What does it mean that Jesus died “for us?”

What does it mean that Jesus died “for us?” August 7, 2013

DeathofdeathOften Christians talk about Jesus dying “for us.”  We are correct to use this language because it is the Bible’s way of speaking of Jesus’ death.  Just to use one example, Paul said in Romans 5:8 that, “God shows his love for us in that while we were still sinners, Christ died for us.”  What do we mean when we say that Jesus “died for us?”  What did he accomplish when he died?

Few people have done as much work in the area of Jesus’ atonement in the last century as J.I. Packer.  In addition to writing the introduction to The Death of Death in the Death of Christ, Packer gave a lecture which was published in the Tyndale Bulletin entitled “What Did the Cross Achieve?: The Logic of Penal Substitution.”  In this lecture, he gives a nine-point summary of an evangelical understanding of Jesus’ death.

1) God judges all sin as it deserves: which Scripture affirms, and my conscience confirms, to be right.

2) My sins merit ultimate penal suffering and rejection from God’s presence, and nothing I do can blot them out.

3) The penalty due to me for my sins, whatever it was, was paid for me by Jesus Christ, the Son of God, in his death on the cross.

4) Because this is so, I am through faith in him “the righteousness of God in him,” i.e. I am justified and pardon, acceptance, and sonship are mine.

5) Christ’s death for me is the sole ground for my hope before God. “If he fulfilled not justice, I must; if he underwent wrath, I must to eternity.”

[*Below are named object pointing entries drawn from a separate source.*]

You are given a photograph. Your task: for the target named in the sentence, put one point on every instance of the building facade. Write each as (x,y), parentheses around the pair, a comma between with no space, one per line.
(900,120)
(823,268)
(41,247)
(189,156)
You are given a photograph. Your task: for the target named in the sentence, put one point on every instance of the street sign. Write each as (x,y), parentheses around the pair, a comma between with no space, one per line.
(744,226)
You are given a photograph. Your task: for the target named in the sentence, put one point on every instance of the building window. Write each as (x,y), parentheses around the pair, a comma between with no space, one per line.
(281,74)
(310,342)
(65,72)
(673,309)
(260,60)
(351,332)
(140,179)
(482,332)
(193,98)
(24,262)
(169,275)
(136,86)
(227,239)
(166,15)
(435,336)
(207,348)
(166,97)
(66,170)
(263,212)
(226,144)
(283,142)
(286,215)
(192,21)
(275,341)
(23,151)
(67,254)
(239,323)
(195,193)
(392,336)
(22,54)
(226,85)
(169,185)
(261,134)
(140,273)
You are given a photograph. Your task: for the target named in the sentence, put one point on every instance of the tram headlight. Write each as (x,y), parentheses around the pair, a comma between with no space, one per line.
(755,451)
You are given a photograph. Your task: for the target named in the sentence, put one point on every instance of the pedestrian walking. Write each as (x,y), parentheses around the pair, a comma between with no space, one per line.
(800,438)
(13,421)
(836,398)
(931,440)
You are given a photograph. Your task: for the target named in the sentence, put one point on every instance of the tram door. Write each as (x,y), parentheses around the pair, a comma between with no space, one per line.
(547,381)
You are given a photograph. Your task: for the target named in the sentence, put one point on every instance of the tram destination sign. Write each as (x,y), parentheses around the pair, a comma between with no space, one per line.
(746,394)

6) My faith in Christ is God’s own gift to me, given in virtue of Christ’s death for me; i.e. the cross procured it.

7) Christ’s death for me guarantees my preservation to glory.

8) Christ’s death for me is the measure and pledge of the love of the Father and the Son to me.

9) Christ’s death for me calls and constrains me to trust, to worship, to love, and to serve.